Closed silverstripe-issues closed 10 years ago
comment by: @halkyon (sharvey) created at: 2012-03-26
E_STRICT and E_DEPRECATED are disabled in the framework because there are strict guidelines that need to be resolved first.
Sam has opened a pull request for E_USER_DEPRECATED here: https://github.com/silverstripe/sapphire/pull/267
comment by: @sminnee (sminnee) created at: 2012-04-18
We should still catch E_RECOVERABLE_ERROR
comment by: @halkyon (sharvey) created at: 2012-04-18
Do we catch that and handle it as a notice just like E_STRICT and E_DEPRECATED for the moment? Edit: just read "catchable fatal error"... so yeah, probably not a notice ;-)
This is being worked on with #2951
And fixed.
created by: paradigmincarnate created at: 2010-11-16 original ticket: http://open.silverstripe.org/ticket/6194
Silverstripe registers a generic error handling function.
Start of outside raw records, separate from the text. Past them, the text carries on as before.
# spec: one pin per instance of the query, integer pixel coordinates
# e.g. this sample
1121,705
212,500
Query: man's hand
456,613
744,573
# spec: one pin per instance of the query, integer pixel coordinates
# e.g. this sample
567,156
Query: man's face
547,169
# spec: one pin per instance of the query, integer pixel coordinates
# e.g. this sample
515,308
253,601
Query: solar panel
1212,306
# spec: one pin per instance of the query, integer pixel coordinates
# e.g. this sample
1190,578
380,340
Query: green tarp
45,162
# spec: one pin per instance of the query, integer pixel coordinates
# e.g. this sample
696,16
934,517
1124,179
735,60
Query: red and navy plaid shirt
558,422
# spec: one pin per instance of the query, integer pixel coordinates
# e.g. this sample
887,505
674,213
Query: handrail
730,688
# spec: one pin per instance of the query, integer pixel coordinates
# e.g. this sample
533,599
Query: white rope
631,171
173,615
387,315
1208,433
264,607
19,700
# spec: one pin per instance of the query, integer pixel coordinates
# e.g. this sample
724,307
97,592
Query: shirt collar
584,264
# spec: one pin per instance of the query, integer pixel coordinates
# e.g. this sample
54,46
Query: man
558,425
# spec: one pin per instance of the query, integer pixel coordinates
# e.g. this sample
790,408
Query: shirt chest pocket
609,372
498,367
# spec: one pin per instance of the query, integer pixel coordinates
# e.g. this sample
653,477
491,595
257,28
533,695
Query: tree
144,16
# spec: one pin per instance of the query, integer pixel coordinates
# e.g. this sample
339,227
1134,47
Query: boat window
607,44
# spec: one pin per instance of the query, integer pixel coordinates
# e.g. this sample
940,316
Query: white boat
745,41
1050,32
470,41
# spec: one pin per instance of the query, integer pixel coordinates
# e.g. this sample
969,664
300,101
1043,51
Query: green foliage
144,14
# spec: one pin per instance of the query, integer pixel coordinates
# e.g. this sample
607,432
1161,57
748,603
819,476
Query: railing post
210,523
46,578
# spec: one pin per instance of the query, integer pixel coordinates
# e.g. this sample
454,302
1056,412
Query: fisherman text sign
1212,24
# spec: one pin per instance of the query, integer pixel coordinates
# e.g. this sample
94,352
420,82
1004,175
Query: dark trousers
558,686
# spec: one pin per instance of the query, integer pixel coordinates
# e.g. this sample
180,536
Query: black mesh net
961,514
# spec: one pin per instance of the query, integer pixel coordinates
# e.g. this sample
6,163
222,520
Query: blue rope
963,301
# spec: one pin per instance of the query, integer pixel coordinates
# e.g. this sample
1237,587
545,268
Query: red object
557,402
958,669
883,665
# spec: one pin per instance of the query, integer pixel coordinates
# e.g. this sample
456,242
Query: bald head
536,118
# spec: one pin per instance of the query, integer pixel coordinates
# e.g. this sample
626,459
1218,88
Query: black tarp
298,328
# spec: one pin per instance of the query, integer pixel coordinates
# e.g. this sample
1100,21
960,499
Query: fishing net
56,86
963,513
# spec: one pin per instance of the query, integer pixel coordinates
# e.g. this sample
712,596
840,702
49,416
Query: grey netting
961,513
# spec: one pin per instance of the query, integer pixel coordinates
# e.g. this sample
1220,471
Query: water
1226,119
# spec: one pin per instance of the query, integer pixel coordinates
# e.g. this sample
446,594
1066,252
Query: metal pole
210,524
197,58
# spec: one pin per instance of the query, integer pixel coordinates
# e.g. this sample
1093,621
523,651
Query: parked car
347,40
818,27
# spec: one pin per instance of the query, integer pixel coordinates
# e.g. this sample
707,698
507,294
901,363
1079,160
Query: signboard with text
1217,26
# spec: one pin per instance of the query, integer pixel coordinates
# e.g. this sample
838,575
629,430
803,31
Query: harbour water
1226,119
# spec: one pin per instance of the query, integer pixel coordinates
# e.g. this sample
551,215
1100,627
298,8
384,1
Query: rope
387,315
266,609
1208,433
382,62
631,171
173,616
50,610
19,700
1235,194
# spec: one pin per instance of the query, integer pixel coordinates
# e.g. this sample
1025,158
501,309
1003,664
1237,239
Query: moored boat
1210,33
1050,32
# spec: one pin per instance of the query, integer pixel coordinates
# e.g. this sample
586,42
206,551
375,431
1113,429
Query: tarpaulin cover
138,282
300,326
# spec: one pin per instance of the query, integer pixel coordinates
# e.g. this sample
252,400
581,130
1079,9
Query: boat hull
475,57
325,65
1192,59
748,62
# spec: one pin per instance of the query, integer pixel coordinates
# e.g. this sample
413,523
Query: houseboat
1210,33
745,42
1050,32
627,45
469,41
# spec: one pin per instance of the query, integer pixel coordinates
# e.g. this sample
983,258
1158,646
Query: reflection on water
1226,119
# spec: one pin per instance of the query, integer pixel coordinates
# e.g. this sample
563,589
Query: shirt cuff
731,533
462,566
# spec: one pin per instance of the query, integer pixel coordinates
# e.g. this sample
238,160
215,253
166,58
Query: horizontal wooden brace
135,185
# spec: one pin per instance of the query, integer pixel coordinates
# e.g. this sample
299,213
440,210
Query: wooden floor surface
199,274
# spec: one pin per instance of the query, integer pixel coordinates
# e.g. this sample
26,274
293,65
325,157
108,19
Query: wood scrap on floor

The function handles some, but not all of the potential errors. The function also doesn't correctly handle suppression of errors using "@".
There are some php error type which aren't handled in the generic error handler.
Refer to the php manual for all available [http://nz.php.net/manual/en/errorfunc.constants.php error handling constants]
In particular I think E_STRING, E_DEPRECATED, E_USER_DEPRACATED, and most importantly E_RECOVERABLE_ERROR should be handled.
Given that it may not be practical to keep up with all constants as they're added, unknown error types should be handled/displayed.
Php allows all errors for a statement to be suppressed by preceding the statement with the "@" character.
When using a custom error handler such as that in Silverstripe, this must be explicitly handled.
This is usually done by testing/getting error_reporting() within the error handler. If the "@" symbol was used, and thus errors suppressed, error_reporting() temporarily returns 0 within the scope of the suppressed statement.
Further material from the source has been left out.